Ludwigshafen. Die gebogene Nadel ist kürzer als der Durchmesser eines Fünf-Cent-Stücks, der Faden ist kaum dicker als ein menschliches Haar. Und trotzdem vernähen die jungen Mediziner in schnellen Stichen und Knoten routiniert dünnste Silkonschläuche und die Adern von Hühner-Herzen. Die Berufsgenossenschaftliche (BG) Klinik in Ludwigshafen Oggersheim hat ein neues Trainingszentrum eingerichtet, damit die Ärzte dort ihre Fertigkeiten in der Mikrochirurgie schulen und verbessern können.
Hunderte von Transplantationen
Das Vernähen kleinster Gefäße gehört in Oggersheim zum Klinik-Alltag. "Es gibt keinen Tag hier, an dem keine mikrochirurgischen Eingriffe stattfinden", erläutert Ulrich Kneser. Der Professor und Direktor der Klinik für Hand-, Plastische und Rekonstruktive Chirurgie zählt auf: rund 300 Gewebetransplantationen im Jahr, dazu 30 bis 35 Finger wieder anfügen, durchtrennte Gefäße in tiefen Schnittwunden wieder annähen. Die Menge der Fallzahlen hat die Mediziner zu ausgewiesenen Fachleuten werden lassen - und das nicht nur in der Region, sondern mittlerweile bundesweit.

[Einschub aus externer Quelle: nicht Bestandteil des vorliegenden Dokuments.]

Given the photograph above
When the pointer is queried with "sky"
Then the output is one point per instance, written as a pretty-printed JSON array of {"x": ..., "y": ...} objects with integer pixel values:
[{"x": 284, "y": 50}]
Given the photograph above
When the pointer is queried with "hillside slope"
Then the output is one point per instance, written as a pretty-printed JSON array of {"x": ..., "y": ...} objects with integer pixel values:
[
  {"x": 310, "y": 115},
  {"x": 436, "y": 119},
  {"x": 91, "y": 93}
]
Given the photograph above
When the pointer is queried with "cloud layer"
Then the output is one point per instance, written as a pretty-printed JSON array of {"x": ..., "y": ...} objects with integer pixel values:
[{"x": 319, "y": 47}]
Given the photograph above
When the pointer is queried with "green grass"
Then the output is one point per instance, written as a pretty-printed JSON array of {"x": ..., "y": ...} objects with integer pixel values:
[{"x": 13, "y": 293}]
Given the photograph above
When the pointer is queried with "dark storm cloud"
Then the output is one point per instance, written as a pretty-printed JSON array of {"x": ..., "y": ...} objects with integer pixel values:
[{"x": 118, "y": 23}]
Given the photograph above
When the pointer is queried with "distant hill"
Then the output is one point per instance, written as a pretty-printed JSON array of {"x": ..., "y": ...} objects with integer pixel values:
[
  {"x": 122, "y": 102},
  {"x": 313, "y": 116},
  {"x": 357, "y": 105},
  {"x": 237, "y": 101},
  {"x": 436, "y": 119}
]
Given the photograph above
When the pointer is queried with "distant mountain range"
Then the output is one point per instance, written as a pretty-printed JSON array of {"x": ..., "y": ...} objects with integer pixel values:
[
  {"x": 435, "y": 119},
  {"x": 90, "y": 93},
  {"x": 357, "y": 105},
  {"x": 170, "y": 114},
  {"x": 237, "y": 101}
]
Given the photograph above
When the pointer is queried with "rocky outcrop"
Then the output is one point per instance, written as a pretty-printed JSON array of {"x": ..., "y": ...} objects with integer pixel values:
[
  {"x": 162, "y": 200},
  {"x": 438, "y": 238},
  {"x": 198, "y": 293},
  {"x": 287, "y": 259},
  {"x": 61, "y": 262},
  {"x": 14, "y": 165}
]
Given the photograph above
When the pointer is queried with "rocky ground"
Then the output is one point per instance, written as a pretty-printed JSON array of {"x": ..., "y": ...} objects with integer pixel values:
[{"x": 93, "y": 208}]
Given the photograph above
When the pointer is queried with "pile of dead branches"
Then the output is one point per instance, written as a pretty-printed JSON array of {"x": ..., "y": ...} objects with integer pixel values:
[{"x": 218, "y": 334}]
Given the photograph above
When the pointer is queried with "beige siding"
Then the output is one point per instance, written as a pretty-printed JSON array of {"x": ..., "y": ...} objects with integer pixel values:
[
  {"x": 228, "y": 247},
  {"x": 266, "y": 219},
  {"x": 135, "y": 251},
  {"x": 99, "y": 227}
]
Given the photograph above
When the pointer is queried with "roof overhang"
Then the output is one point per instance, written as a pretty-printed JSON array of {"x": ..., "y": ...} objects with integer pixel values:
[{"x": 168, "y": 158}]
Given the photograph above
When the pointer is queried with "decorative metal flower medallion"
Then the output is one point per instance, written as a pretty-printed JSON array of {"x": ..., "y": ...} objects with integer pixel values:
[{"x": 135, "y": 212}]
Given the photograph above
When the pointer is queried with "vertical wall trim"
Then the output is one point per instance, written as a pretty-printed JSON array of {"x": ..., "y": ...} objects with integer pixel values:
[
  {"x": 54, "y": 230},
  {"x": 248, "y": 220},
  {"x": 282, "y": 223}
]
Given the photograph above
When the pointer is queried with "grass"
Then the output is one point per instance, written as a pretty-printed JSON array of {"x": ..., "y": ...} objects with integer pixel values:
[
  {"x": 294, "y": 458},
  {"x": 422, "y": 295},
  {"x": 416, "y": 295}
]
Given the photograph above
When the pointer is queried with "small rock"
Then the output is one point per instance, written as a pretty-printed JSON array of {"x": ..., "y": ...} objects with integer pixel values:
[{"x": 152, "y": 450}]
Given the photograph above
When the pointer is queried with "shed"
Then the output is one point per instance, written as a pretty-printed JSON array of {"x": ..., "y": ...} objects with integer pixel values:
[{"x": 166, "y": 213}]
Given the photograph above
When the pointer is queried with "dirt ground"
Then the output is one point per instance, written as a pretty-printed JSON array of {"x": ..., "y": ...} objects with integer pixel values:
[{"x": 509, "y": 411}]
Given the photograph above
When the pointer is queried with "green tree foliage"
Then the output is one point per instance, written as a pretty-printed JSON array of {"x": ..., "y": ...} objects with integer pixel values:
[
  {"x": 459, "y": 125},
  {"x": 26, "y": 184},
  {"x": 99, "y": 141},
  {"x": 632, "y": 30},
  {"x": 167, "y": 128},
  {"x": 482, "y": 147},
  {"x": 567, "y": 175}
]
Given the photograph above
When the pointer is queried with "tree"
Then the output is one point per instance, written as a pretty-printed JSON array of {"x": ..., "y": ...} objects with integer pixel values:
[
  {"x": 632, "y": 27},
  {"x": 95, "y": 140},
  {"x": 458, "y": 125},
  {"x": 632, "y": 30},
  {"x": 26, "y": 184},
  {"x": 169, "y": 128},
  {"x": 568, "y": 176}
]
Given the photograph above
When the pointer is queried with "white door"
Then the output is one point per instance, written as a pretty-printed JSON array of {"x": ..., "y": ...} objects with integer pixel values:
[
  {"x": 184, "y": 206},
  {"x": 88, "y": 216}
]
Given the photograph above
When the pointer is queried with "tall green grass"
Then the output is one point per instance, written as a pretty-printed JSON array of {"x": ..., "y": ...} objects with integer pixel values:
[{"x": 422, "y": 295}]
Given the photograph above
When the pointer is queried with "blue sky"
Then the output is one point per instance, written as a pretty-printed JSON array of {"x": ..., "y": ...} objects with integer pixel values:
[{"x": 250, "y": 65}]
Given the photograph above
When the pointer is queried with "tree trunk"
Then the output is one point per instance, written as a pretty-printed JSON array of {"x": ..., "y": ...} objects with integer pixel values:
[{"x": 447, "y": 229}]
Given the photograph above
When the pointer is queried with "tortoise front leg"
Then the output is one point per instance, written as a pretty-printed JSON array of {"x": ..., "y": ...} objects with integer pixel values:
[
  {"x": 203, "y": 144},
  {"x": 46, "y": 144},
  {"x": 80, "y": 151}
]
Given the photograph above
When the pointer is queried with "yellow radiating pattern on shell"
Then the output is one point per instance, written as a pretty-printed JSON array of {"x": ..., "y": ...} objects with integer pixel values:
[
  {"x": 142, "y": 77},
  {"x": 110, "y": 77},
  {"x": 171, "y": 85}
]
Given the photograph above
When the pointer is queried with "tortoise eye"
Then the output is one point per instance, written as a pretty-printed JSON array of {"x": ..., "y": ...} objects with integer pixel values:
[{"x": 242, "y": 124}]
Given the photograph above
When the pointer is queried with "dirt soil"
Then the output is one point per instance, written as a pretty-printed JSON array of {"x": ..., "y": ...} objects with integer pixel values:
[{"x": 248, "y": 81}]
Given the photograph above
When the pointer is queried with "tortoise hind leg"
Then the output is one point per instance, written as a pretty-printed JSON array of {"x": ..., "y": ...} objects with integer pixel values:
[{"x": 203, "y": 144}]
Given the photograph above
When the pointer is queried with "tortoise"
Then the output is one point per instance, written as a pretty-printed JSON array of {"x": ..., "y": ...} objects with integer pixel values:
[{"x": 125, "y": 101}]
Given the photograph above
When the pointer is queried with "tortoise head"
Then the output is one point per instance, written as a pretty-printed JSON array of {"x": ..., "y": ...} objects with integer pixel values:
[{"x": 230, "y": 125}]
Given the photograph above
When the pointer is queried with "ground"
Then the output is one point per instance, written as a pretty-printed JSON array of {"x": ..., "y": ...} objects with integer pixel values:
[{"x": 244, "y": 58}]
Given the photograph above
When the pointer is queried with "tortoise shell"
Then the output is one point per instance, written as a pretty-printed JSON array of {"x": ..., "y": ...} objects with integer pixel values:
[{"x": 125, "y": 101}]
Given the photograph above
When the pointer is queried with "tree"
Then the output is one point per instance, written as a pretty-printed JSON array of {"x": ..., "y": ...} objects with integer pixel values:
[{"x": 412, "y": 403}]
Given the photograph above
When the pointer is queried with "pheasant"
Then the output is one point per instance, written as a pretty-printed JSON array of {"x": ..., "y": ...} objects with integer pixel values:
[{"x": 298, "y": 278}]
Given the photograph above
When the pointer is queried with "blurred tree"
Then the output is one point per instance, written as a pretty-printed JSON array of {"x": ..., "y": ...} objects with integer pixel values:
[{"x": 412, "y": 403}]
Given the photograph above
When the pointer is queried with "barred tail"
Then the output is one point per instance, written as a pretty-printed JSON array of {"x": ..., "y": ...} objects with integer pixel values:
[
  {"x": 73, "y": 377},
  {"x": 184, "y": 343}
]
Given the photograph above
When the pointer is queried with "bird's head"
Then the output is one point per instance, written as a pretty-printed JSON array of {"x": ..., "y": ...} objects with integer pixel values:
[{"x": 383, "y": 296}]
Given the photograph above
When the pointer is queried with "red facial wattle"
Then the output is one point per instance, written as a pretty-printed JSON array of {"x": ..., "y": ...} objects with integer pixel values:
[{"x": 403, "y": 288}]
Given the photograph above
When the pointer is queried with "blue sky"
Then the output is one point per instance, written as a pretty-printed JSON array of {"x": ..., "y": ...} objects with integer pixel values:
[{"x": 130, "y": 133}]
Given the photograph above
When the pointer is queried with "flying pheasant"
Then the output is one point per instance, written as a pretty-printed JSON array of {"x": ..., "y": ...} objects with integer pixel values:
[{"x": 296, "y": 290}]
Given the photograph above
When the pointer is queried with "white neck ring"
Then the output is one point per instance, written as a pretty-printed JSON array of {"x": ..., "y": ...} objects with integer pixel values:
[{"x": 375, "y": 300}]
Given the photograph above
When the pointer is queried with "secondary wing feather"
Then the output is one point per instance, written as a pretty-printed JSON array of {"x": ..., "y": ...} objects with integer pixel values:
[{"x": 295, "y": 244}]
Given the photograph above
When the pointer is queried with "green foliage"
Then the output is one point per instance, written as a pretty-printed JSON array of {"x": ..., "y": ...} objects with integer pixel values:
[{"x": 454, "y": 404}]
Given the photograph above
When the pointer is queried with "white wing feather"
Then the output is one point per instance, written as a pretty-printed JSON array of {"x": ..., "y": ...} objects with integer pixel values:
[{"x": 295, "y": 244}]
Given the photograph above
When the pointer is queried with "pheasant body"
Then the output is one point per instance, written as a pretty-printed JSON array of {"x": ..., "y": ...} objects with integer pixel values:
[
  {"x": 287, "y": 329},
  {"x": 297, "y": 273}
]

Damit der Nachwuchs früh den sicheren Umgang mit der feinen OP-Nadel unterm Mikroskop lernt, hat die BG Klinik ihr Trainingszentrum eingerichtet. Zwei Mikroskope stehen bereit, die sowohl ein Assistenzarzt als auch ein erfahrener Kollege als Trainer benutzen. Ein großer Flachbildschirm an der Wand überträgt das Bild aus dem Mikroskop zusätzlich in HD-Qualität.
Zu Übungszwecken verwendet Assistenzarzt Arne Böcker zwei Hühner-Herzen, deren Gefäße er mit schnellen Pinzetten-Griffen vernäht. Auf der anderen Seite des Doppelmikroskops sitzt Oberarzt Christoph Hirche, gibt Hinweise und assistiert dem jungen Kollegen. Die Hühner-Herzen, die es in jeder Metzgerei zu kaufen gibt, verwenden die Mediziner, um auch an echtem Gewebe zu üben. Denn während etwa ein feiner Silikonschlauch als Ader-Ersatz wegen seiner Dehnbarkeit auch mal Fehler verzeiht, reißt echtes Gewebe viel schneller. "Einmal gezittert oder falsch gezogen - und schon ist das Gefäß kaputtgerissen", weiß Kneser.
An anderen Kliniken gibt's die mikrochirurgische Ausbildung erst für ausgebildete Fachärzte. In Ludwigshafen dürfen schon Assistenzärzte in den ersten zwei bis drei Jahren übungsweise unterm Mikroskop das Operieren trainieren. Bevor sie dann im fünften oder sechsten Ausbildungsjahr an die Patienten dürfen, müssen sie zunächst an den Hühner-Herzen üben. Rund 100 Stunden benötige der Nachwuchs hier im Schnitt, sagt Kneser. Ziel ist es, die Ärzte so vorzubereiten, dass der Einsatz im echten OP keine Unsicherheiten mehr erzeugt. "Unsere Patienten sind keine Übungsobjekte", macht der Professor unmissverständlich klar.
Nicht zuletzt durch das neue Trainingscenter ist die BG Klinik die größte plastisch-chirurgische Weiterbildungseinrichtung in ganz Deutschland - mit Strahlkraft bis ins Ausland. Das sorgt für eine hohe Attraktivität der Unfallklinik unter angehenden Medizinern. Erst vor kurzem waren vier Oberarztstellen neu zu besetzen. Durchweg kamen junge Ärzte aus eigenen Reihen zum Zug.
Die Kosten der neuen Schulungseinrichtung
- Die Basisausstattung des Mikrochirurgischen Trainingszentrums hat die BG Klinik rund 60 000 Euro gekostet.
- Den Löwenanteil davon hat die BASF über eine Spende in Höhe von 50 000 Euro finanziert.
- Für diese Fortbildungsmaßnahme in der Ludwigshafener BG Klinik bezahlen die Kostenträger keinen Euro.